Allen's next pilot, Vic France, wanted "Miss Dallas" for his plane's title and the artist obliged
with a design which became one of his own favourites. When the 4th Fighter Group exchanged its Thunderbolts for Mustangs a similar design was painted onto Lt France's new P-51B but this plane was ditched in the sea and lost soon after the completion of its nose art. Don Allen completed at least 39 nose art designs, several being painted on P47s and then repeated later on P51 Mustangs. As many as 16 additional airplanes were painted with only titling. Although many pilots requested nudes for their nose art embellishment, Allen insisted on a little more decorum. His sexy pin-ups were never blatant or crude and always covered -- albeit sparingly. Although inspired by Vargas, Petty and Elvgren his profilic imagination ensured original images that were not copied from magazine or calendar illustrations. His cartoon work was bold, colourful and apt. The average charge levied for his illustrative work was 8 Pounds (roughly $35 during WWII) but just 5 Pounds for lettering alone.

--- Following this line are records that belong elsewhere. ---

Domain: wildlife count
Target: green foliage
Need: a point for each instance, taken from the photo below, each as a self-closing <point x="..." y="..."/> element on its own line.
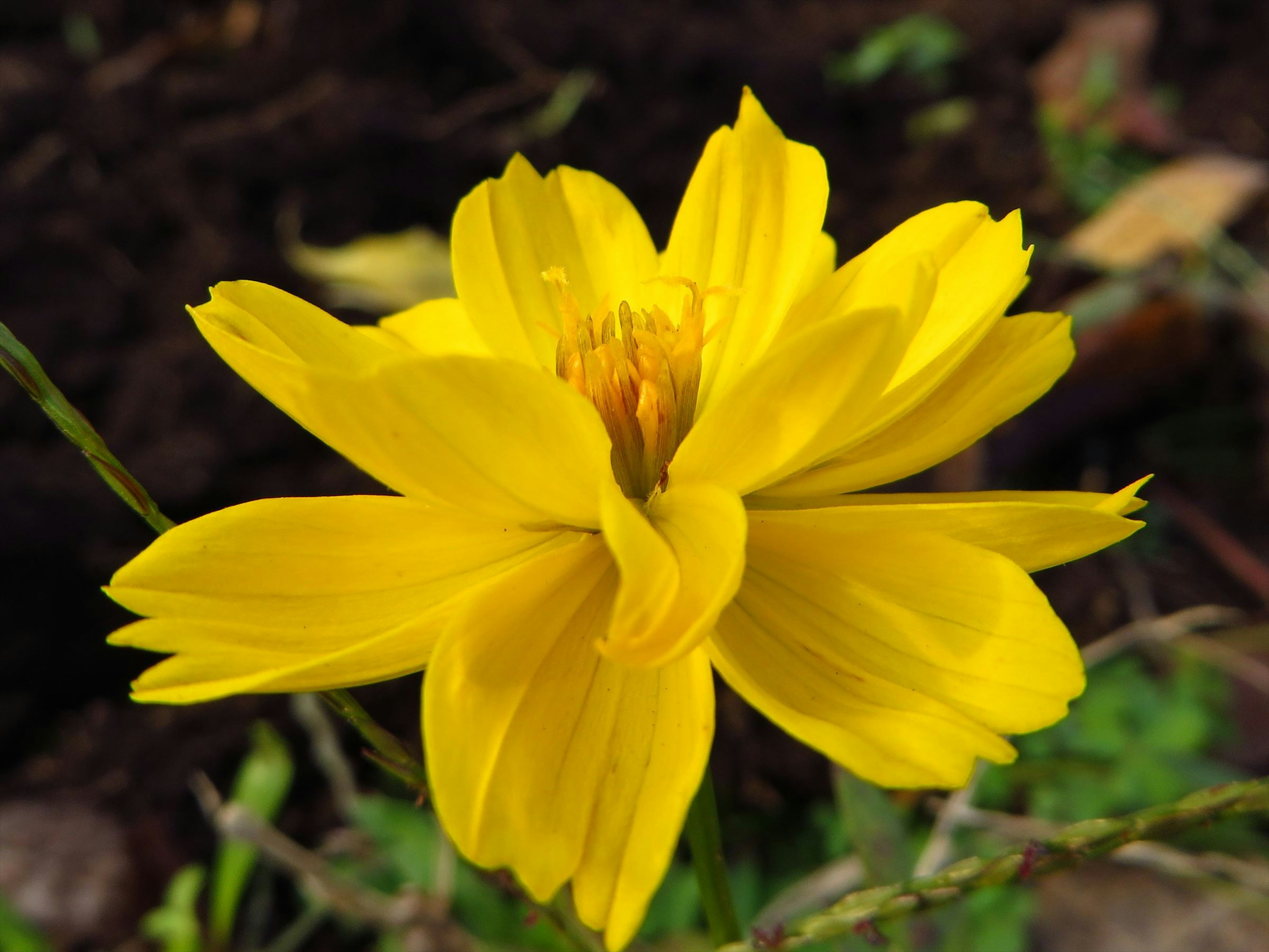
<point x="174" y="925"/>
<point x="409" y="846"/>
<point x="994" y="920"/>
<point x="876" y="828"/>
<point x="1088" y="165"/>
<point x="262" y="787"/>
<point x="922" y="46"/>
<point x="1131" y="741"/>
<point x="17" y="935"/>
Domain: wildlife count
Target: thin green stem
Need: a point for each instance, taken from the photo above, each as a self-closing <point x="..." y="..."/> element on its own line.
<point x="386" y="750"/>
<point x="706" y="842"/>
<point x="1068" y="847"/>
<point x="22" y="364"/>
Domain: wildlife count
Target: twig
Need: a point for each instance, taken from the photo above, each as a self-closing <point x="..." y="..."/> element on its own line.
<point x="481" y="103"/>
<point x="1178" y="625"/>
<point x="1145" y="854"/>
<point x="1166" y="628"/>
<point x="405" y="911"/>
<point x="938" y="849"/>
<point x="328" y="753"/>
<point x="388" y="751"/>
<point x="825" y="885"/>
<point x="1070" y="846"/>
<point x="22" y="364"/>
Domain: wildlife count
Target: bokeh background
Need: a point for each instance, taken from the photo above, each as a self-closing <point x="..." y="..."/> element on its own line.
<point x="153" y="148"/>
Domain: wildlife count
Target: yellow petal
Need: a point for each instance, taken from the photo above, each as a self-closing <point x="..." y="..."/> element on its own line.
<point x="679" y="566"/>
<point x="978" y="268"/>
<point x="885" y="734"/>
<point x="511" y="230"/>
<point x="786" y="410"/>
<point x="550" y="760"/>
<point x="301" y="594"/>
<point x="932" y="615"/>
<point x="1033" y="529"/>
<point x="435" y="329"/>
<point x="1017" y="363"/>
<point x="820" y="265"/>
<point x="750" y="221"/>
<point x="490" y="437"/>
<point x="493" y="438"/>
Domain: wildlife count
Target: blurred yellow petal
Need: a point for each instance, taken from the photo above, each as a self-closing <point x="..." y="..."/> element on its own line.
<point x="511" y="230"/>
<point x="1033" y="529"/>
<point x="775" y="421"/>
<point x="300" y="594"/>
<point x="679" y="566"/>
<point x="550" y="760"/>
<point x="379" y="273"/>
<point x="1016" y="364"/>
<point x="750" y="222"/>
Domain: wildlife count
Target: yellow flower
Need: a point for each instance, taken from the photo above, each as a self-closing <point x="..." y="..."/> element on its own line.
<point x="569" y="558"/>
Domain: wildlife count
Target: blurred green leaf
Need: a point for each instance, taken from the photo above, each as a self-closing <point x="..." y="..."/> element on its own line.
<point x="408" y="843"/>
<point x="675" y="907"/>
<point x="876" y="828"/>
<point x="17" y="935"/>
<point x="1130" y="742"/>
<point x="994" y="920"/>
<point x="940" y="121"/>
<point x="262" y="787"/>
<point x="174" y="926"/>
<point x="553" y="118"/>
<point x="922" y="46"/>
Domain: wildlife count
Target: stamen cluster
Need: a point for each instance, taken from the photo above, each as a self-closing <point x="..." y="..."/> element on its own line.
<point x="641" y="371"/>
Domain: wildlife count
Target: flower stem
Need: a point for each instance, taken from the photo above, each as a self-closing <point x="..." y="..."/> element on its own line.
<point x="706" y="842"/>
<point x="861" y="912"/>
<point x="388" y="751"/>
<point x="22" y="364"/>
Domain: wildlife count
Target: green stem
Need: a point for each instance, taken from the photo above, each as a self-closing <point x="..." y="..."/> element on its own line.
<point x="388" y="751"/>
<point x="22" y="364"/>
<point x="706" y="842"/>
<point x="1069" y="847"/>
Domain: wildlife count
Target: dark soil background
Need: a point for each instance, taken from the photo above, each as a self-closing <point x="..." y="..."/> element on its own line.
<point x="135" y="177"/>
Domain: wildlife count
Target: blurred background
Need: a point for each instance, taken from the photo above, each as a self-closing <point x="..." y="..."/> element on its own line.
<point x="153" y="148"/>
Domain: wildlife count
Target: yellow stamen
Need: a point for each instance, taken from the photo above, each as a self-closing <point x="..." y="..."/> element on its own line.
<point x="640" y="369"/>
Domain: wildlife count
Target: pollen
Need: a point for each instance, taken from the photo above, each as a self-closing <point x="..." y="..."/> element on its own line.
<point x="641" y="371"/>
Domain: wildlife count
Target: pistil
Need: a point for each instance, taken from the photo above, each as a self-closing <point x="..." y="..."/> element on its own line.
<point x="641" y="371"/>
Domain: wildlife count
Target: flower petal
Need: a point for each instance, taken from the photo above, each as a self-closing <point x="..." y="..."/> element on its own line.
<point x="1016" y="364"/>
<point x="749" y="221"/>
<point x="432" y="328"/>
<point x="776" y="420"/>
<point x="489" y="437"/>
<point x="935" y="616"/>
<point x="1033" y="529"/>
<point x="679" y="566"/>
<point x="293" y="595"/>
<point x="550" y="760"/>
<point x="511" y="230"/>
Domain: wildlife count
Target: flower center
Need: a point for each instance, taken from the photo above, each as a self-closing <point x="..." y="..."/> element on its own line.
<point x="641" y="371"/>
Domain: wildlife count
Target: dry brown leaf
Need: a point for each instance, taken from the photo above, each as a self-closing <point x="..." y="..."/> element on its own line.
<point x="1122" y="35"/>
<point x="1178" y="207"/>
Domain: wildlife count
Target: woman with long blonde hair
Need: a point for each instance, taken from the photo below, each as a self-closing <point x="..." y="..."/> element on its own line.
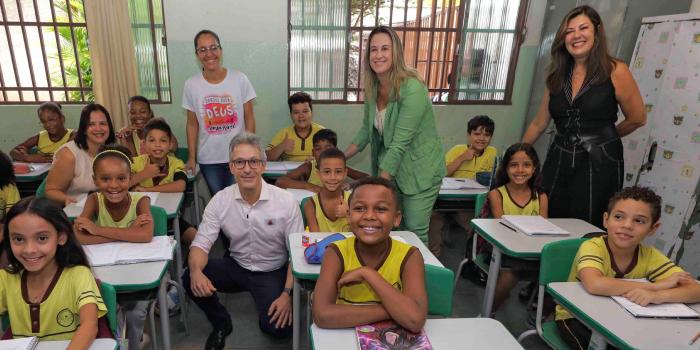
<point x="585" y="86"/>
<point x="399" y="124"/>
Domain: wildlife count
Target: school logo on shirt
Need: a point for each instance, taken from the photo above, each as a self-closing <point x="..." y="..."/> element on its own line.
<point x="65" y="318"/>
<point x="220" y="115"/>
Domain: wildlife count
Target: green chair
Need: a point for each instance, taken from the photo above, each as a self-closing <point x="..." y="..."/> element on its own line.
<point x="438" y="284"/>
<point x="555" y="265"/>
<point x="481" y="260"/>
<point x="160" y="221"/>
<point x="41" y="190"/>
<point x="109" y="297"/>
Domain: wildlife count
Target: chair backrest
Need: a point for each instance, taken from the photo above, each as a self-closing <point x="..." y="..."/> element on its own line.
<point x="556" y="260"/>
<point x="160" y="221"/>
<point x="182" y="153"/>
<point x="440" y="288"/>
<point x="41" y="190"/>
<point x="109" y="297"/>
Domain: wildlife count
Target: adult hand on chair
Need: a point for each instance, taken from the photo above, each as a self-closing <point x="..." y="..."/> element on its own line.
<point x="281" y="311"/>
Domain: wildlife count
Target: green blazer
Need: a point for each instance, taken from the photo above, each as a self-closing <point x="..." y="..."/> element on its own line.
<point x="410" y="149"/>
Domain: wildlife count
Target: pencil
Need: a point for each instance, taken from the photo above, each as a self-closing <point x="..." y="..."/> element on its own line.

After the war he returned to the world of advertising and commercial art, rising to become corporate President. In recent years, Allen painted many of his wartime nose art designs again, following as closely as possible the originals produced almost half a century earlier. Better paint and working conditions almost certainly produced brighter crisper images than the originals which had been produced using paint scrounged from hangars -- blue, red, zinc chromate, primer, black, etc, and lacquer which dried too fast to achieve the smoothest of finishes. These beautiful reproductions were donated to AMC Museum, Dover, Delaware to be viewed by future generations.